In an oft overlooked statement German Federal Financial Supervisory Authority (BaFin) in December 2011 commented on Bitcoins. Although this statement directly concerns only Bitcoin businesses domiciled in Germany, one should be aware that BaFin is one of the most influential regulatory bodies in the EU. BaFin‘s statement could therefore be a blueprint for regulation in other European countries or EU regulation. Even if a particular Bitcoin business is not domiciled in Germany, it may be advisable for them to understand the BaFin statement and heed its possible consequences.
The statement was contained in a guidance to the German Payment Services Supervision Act, one of the codes which transfers the EU Payment Services Directive (PSD) into German law. Bitcoin is analyzed with regard to its possible quality as e-money. Regarding this question BaFin comes to the same conclusion as the ECB in its analysis of virtual currencies of October 2012, namely that bitcoins do not constitute e-money. BaFin henceforth refers to bitcoins as “units of value” (not “units of account” as posted on some forums; “unit of account” is a technical term in finance law while “unit of value” does not carry any specific legal meaning).
While the ECB goes on to say plainly that, by not being e-money, bitcoins “clearly fall outside the scope of the Payment Services Directive”, BaFin’s wording is much more subtle and cautionary. It states that the “creation” of bitcoins and their “use as medium of payment” do not need a permit (license). However, regulation applicable to banks and financial services could be applicable to Bitcoin transactions under two conditions: (1) the bitcoins themselves become an “object of trade” and (2) the “structure of the transaction” justifies doing so. If these two criteria are met, bitcoins become “units of account” and therefore “by implication” financial instruments.
I think, based on the very careful wording of the statement, that BaFin is well aware that it is all but impossible to fully gauge the meaning of these two conditions. An “object of trade” is not a technical term in finance law but comprises everything that is being traded, be it pork bellies, real estate or climate derivatives. I personally would assume that, for example, exchanging fiat currencies into Bitcoin and vice versa may make bitcoins an “object of trade”.
As for the “structure of the transaction” one must probably look for the similarities between Bitcoin-based transactions and traditional banking and financial services transactions. Therefore it can only be assessed on a case-by-case basis whether a specific Bitcoin business model may come within the scope of banking or financial services regulation.

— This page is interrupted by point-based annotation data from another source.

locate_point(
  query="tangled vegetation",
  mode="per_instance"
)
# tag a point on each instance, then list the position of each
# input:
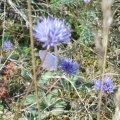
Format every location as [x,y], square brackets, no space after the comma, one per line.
[59,59]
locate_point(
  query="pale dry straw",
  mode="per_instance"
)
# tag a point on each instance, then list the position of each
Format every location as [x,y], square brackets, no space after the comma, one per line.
[116,116]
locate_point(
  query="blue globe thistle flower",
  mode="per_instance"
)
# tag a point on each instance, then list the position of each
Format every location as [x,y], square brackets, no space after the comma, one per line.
[7,45]
[51,31]
[68,66]
[87,1]
[108,86]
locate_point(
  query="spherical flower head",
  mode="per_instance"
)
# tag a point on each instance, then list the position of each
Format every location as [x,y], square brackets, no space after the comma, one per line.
[108,86]
[51,31]
[87,1]
[7,45]
[68,66]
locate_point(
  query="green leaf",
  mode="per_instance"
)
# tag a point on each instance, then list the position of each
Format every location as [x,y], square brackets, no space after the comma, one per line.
[30,100]
[26,74]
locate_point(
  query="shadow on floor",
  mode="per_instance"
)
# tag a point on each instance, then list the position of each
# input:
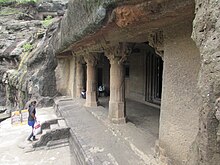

The ECB’s analysis of October 2012 that the PSD is not applicable does not over-rule this earlier statement of BaFin of December 2011 that laws based on the PSD or other laws pertaining to banks or financial services may be applicable. As long as there is no comprehensive EU regulation every country in the EU is free to regulate Bitcoin the way it deems fit. Even if the EU would begin to formulate Bitcoin-specific regulation it would probably take years before such regulation is enacted.
I’m afraid that this analysis of BaFin’s statement cannot be conclusive and may therefore be slightly frustrating for Bitcoin businesses applying various business models and looking for clear guidance. For the time being though, regulatory matters in the Bitcoin space will remain in a state of flux. However, as one VC investor noted at this year‘s London Bitcoin Conference, this obscure regulatory environment also presents opportunities for those keen and nimble enough to cope with it.PS: Maybe bitcoin.de‘s collaboration with Fidor Bank in Germany will shed some more light on BaFin‘s thinking.